Pozwolił swoim powiekom opaść. Utrzymanie ich otwartych stanowiło zbyt duży wysiłek.

Czuł się dziwnie. Jakby obudził się z jakiejś śpiączki. Wszystkie kończyny miał ociężałe, a w klatce piersiowej czuł nieprzyjemny ucisk. Nagle wszystko wydawało się takie... - Otworzył oczy i ponownie się rozejrzał. - ...takie wyraźne. Jakby wcześniej patrzył na świat zza jakiejś zasłony. Coś się w nim zmieniło. Ale co?

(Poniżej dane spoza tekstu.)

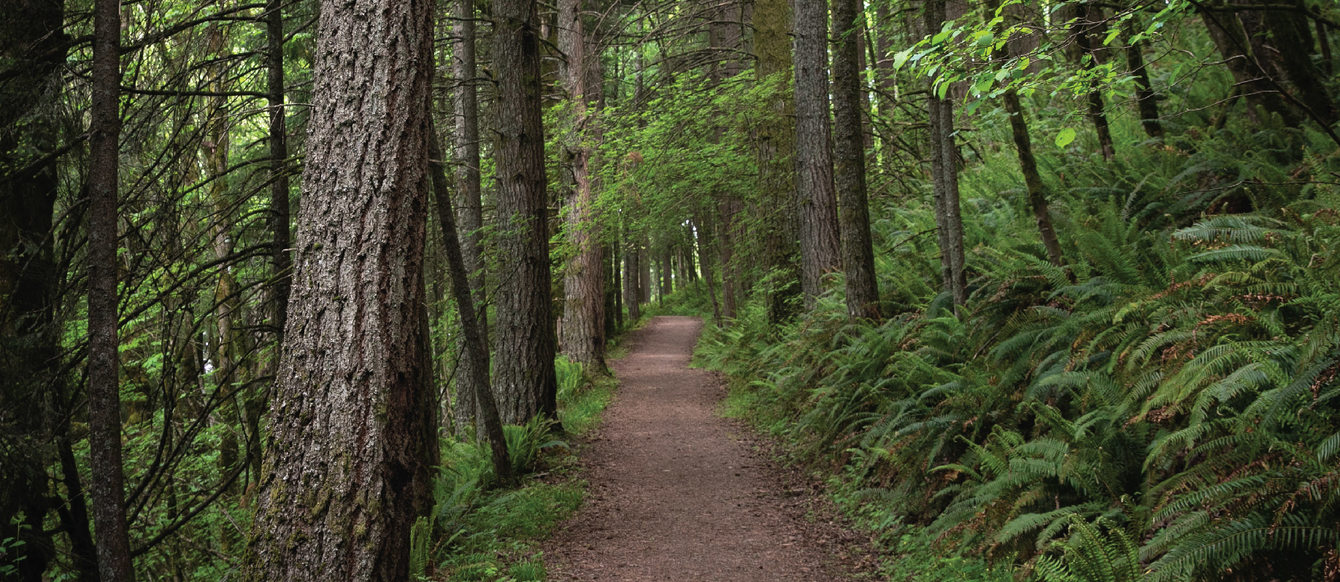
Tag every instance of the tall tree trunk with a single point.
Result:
(1230, 38)
(1291, 39)
(776, 152)
(32, 48)
(945, 179)
(583, 279)
(614, 291)
(726, 35)
(225, 302)
(468, 188)
(107, 490)
(666, 270)
(1087, 22)
(633, 279)
(353, 368)
(1146, 99)
(476, 352)
(282, 262)
(729, 270)
(816, 201)
(704, 246)
(1028, 162)
(524, 380)
(1032, 179)
(858, 255)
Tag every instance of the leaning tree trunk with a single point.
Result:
(858, 255)
(1087, 22)
(583, 279)
(468, 188)
(777, 145)
(1146, 99)
(1028, 164)
(524, 380)
(816, 201)
(107, 490)
(353, 368)
(34, 51)
(476, 358)
(945, 180)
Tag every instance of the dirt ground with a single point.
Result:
(680, 494)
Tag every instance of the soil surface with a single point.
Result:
(680, 494)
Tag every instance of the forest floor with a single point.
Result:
(680, 494)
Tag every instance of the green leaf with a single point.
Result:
(1065, 137)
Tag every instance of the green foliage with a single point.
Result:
(487, 534)
(1162, 408)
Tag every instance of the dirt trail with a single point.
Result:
(676, 495)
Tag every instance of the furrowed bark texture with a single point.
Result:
(279, 209)
(858, 255)
(725, 34)
(776, 152)
(107, 490)
(1032, 179)
(816, 201)
(468, 189)
(31, 54)
(945, 177)
(476, 347)
(353, 436)
(524, 381)
(583, 279)
(1088, 23)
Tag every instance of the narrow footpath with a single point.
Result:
(677, 495)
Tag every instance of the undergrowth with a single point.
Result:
(1161, 408)
(484, 533)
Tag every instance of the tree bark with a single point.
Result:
(858, 255)
(775, 205)
(32, 48)
(816, 201)
(1086, 27)
(945, 180)
(107, 490)
(583, 279)
(280, 254)
(633, 279)
(524, 378)
(1032, 179)
(1146, 99)
(468, 188)
(476, 353)
(279, 208)
(353, 368)
(1028, 162)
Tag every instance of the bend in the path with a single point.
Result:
(674, 495)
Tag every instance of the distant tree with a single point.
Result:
(583, 276)
(31, 54)
(107, 490)
(945, 177)
(816, 203)
(353, 366)
(524, 380)
(468, 187)
(858, 255)
(775, 204)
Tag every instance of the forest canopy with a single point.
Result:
(1047, 288)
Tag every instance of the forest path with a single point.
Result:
(676, 495)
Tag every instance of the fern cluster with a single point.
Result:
(1162, 408)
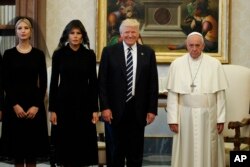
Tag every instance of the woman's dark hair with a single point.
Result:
(74, 24)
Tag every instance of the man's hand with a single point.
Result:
(173, 128)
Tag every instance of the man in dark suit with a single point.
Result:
(128, 103)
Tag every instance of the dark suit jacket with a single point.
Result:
(112, 82)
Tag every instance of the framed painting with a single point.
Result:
(165, 24)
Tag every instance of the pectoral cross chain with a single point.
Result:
(192, 86)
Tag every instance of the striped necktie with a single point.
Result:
(129, 72)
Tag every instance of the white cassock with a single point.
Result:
(197, 111)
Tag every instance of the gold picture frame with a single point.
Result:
(163, 56)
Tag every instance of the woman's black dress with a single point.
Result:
(24, 83)
(74, 97)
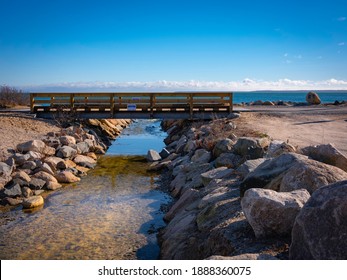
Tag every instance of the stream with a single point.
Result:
(112, 213)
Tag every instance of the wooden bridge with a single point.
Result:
(133, 105)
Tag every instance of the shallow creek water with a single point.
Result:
(113, 213)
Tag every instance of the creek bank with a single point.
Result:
(232, 194)
(59, 158)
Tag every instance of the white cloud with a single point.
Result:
(245, 85)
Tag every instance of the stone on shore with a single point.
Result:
(328, 154)
(312, 98)
(320, 229)
(66, 177)
(33, 145)
(217, 173)
(251, 148)
(85, 161)
(153, 155)
(66, 152)
(32, 202)
(271, 213)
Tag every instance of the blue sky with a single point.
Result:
(110, 45)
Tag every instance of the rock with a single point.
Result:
(222, 146)
(277, 148)
(252, 257)
(269, 170)
(153, 156)
(251, 148)
(26, 192)
(47, 177)
(66, 177)
(66, 152)
(271, 213)
(310, 175)
(33, 145)
(249, 166)
(229, 160)
(53, 186)
(21, 175)
(328, 154)
(164, 153)
(53, 162)
(83, 147)
(85, 161)
(67, 140)
(20, 158)
(13, 191)
(320, 229)
(36, 183)
(65, 164)
(217, 173)
(30, 165)
(201, 156)
(312, 98)
(32, 202)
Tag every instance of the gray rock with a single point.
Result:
(164, 153)
(67, 140)
(269, 170)
(217, 173)
(228, 159)
(13, 190)
(201, 156)
(320, 229)
(310, 175)
(36, 184)
(33, 145)
(85, 161)
(271, 213)
(249, 166)
(32, 202)
(277, 148)
(66, 152)
(153, 156)
(328, 154)
(222, 146)
(251, 148)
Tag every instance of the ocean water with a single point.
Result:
(293, 96)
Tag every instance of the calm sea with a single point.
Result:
(294, 96)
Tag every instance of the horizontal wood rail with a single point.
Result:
(134, 104)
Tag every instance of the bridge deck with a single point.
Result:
(140, 105)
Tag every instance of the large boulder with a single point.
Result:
(222, 146)
(66, 152)
(269, 170)
(251, 148)
(312, 98)
(85, 161)
(201, 156)
(271, 213)
(327, 153)
(66, 177)
(153, 155)
(320, 229)
(310, 175)
(33, 145)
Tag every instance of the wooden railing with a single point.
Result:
(141, 104)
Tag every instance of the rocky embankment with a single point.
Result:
(250, 198)
(58, 158)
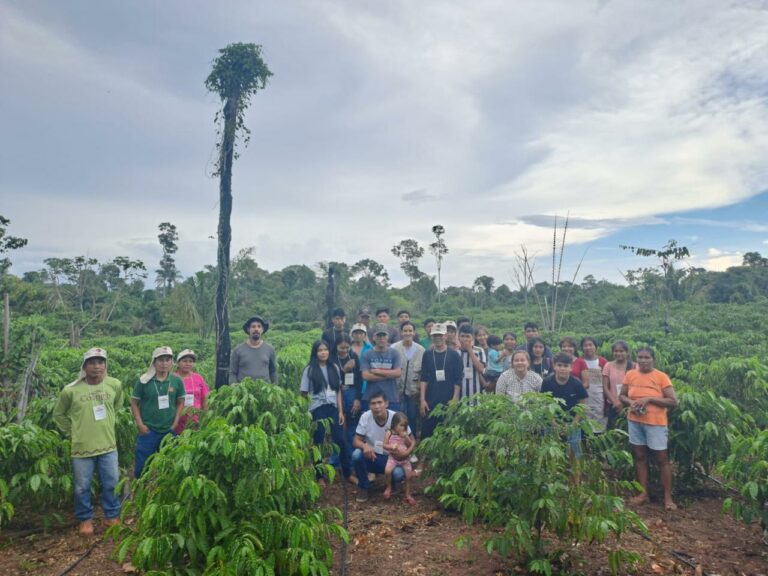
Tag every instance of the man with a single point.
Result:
(382, 317)
(563, 385)
(411, 355)
(369, 454)
(649, 394)
(253, 358)
(441, 375)
(157, 403)
(338, 328)
(473, 361)
(381, 368)
(86, 411)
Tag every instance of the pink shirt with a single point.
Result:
(193, 384)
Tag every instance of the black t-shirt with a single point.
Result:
(571, 392)
(449, 361)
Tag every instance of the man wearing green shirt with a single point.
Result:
(86, 411)
(156, 403)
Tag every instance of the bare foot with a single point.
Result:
(639, 500)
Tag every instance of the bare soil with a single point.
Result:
(391, 538)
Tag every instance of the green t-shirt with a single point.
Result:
(155, 418)
(87, 412)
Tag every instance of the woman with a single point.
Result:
(509, 340)
(322, 382)
(348, 363)
(649, 394)
(613, 377)
(539, 363)
(568, 345)
(519, 379)
(589, 369)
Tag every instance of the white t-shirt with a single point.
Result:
(369, 429)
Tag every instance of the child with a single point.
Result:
(397, 437)
(196, 397)
(495, 366)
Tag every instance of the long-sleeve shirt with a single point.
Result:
(77, 410)
(249, 362)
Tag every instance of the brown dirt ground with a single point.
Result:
(391, 538)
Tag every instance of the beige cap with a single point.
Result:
(157, 353)
(92, 353)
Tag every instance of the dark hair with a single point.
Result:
(378, 394)
(535, 340)
(646, 349)
(624, 346)
(315, 373)
(397, 418)
(572, 342)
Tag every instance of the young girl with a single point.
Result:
(539, 363)
(613, 378)
(397, 436)
(322, 382)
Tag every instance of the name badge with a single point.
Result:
(99, 412)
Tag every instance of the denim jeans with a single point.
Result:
(146, 445)
(83, 469)
(337, 434)
(362, 466)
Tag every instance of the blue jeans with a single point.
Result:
(83, 469)
(337, 434)
(146, 445)
(363, 466)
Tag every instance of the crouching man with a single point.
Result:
(369, 454)
(86, 411)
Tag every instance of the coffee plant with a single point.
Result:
(505, 464)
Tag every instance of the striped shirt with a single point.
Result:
(471, 382)
(515, 387)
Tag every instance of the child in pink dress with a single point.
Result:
(194, 384)
(397, 437)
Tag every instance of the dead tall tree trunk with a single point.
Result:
(223, 344)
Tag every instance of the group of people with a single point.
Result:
(378, 386)
(371, 379)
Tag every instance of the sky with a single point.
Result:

Poruszył prawą dłonią, czując mrowienie w końcach palców. Uniósł ją powoli i dotknął swojego serca. Wyczuwał jego bicie. Całkiem jakby wcześniej... jakby zapomniał, że je ma.

Ponownie uniósł dłoń i przyjrzał się jej. Nie wydawała się inna, ale jednak... mrowiła tak dziwnie i miał niejasne wrażenie, że... jest nieco cieplejsza niż reszta ciała. Rozgrzana.

Opuścił ją i podparł się na łokciach, spoglądając w wysokie okna. Na zewnątrz było ciemno. Która mogła być godzina? Ile czasu tu spędził?

Oparł się o wezgłowie łóżka i sięgnął po leżące na stoliku nocnym okulary. Włożył je na nos i spojrzał na wiszący na przeciwległej ścianie, tykający cicho zegar. Było wpół do ósmej wieczorem. To znaczy, że właśnie omijała go kolacja.

Na samą myśl o jedzeniu, jego żołądek skurczył się i zaburczał przeciągle. Po raz pierwszy od tygodnia poczuł się naprawdę głodny.

Może powinien wstać, ubrać się i pójść do Wielkiej Sali?

Jednak w momencie, w którym zaczął rozważać tę możliwość, drzwi szpitala otworzyły się i do środka weszła pani Pomfrey, a zaraz za nią pojawili się Hermiona i Ron.